Model based development: How to manage data throughout the R&D lifecycle
Simplify your model-based development workflow with key data management practices for consolidating test data throughout the development lifecycle.

Model Based Development (MBD) is a way of engineering physical products using “virtual development and simulations.”. You probably know the basic principle already: Instead of burning budgets building hardware prototypes and running test rigs, you create virtual models of the different systems you intend to build. This could be a virtual electrical circuit, a hydraulic system, or even a full-blown energy storage unit. The model isn’t just a sketch; it behaves like the real thing, at least to the extent you need it for the design phase you’re in.
Naturally, it’s a very complex topic and hard to cover in one single article. And there are plenty of decent MBD primers online already. However, they all tend to gloss over one crucial aspect: managing and processing the data required to make MBD work.
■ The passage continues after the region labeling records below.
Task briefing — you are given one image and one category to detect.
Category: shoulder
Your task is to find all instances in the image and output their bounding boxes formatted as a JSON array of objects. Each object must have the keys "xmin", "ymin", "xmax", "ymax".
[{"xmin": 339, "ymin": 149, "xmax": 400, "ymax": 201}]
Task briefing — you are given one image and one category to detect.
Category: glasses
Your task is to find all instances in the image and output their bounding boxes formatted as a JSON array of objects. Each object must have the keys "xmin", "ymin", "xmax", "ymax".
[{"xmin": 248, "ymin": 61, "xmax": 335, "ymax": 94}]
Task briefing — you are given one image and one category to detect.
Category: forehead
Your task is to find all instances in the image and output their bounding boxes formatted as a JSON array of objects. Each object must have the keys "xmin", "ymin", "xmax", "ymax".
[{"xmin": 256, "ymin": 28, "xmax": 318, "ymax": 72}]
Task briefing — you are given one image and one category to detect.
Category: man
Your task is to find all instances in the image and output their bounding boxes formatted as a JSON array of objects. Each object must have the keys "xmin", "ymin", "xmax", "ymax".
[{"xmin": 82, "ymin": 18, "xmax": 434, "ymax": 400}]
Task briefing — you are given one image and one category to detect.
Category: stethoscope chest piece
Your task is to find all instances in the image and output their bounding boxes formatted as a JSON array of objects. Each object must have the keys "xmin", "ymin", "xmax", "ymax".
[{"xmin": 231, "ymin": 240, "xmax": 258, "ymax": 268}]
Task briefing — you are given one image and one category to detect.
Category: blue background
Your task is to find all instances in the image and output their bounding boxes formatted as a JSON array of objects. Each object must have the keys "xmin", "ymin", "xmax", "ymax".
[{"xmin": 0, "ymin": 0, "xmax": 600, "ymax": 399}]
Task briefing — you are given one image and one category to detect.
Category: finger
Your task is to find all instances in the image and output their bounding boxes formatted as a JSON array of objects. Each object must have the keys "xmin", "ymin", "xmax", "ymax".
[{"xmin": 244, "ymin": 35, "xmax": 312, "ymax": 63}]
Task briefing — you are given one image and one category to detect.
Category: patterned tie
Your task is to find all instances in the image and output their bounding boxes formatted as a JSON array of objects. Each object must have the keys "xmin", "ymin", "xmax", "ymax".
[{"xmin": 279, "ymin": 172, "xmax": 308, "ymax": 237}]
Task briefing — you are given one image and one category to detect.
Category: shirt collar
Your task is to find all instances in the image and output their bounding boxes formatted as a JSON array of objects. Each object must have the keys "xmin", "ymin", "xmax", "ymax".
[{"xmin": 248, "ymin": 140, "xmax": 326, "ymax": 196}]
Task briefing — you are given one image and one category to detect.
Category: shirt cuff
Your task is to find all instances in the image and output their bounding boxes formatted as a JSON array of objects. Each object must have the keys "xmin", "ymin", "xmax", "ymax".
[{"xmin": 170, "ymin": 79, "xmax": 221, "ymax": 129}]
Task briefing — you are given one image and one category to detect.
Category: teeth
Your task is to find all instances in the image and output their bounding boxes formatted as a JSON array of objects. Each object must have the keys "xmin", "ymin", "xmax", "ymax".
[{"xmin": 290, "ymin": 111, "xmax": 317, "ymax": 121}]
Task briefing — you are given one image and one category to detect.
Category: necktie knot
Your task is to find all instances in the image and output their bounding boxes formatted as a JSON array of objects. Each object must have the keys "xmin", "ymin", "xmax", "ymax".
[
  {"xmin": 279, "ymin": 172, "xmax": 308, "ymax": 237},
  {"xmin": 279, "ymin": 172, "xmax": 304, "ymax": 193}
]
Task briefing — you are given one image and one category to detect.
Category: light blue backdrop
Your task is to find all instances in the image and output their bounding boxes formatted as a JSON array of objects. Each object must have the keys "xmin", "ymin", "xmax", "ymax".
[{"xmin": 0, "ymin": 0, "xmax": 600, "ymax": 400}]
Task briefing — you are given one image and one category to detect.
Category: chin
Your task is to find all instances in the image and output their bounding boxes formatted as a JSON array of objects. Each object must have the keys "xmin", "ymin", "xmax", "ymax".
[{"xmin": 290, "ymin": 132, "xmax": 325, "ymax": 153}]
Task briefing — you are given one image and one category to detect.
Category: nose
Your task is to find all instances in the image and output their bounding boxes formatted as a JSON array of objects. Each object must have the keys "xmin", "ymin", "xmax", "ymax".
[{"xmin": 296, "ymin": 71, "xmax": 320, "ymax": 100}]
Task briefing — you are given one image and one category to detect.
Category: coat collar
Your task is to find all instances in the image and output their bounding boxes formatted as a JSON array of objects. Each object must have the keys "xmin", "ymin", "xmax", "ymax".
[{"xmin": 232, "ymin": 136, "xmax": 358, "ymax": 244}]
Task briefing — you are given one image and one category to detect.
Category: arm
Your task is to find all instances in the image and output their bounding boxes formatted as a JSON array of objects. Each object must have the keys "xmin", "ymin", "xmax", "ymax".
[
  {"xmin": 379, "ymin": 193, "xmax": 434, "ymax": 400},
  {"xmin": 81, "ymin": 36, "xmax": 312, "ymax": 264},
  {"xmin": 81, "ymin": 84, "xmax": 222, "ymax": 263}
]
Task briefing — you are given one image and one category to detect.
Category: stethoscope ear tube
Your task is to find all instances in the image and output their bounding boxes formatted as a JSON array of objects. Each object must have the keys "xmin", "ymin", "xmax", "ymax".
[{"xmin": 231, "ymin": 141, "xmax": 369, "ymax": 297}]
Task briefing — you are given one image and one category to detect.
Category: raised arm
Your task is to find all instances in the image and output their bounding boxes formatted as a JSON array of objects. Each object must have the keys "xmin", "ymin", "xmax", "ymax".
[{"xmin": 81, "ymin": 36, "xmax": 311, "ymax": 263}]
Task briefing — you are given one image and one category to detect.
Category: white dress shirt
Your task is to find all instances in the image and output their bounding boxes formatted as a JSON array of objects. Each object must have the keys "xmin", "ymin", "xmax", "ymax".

It’s my goal to help you fill this knowledge gap and understand the systems that you need to process data effectively. The key points that I’ll cover are:
- Managing test datasets and model versions with configuration metadata
- Using modern time series databases for storing test & simulation data
- Using streaming platforms to ingest, replay and compare development and test datasets
- Orchestrating data throughout the full model lifecycle
There won’t be time to explain any of these in great detail, but I hope to give you a starting point for further research.
What is model based development?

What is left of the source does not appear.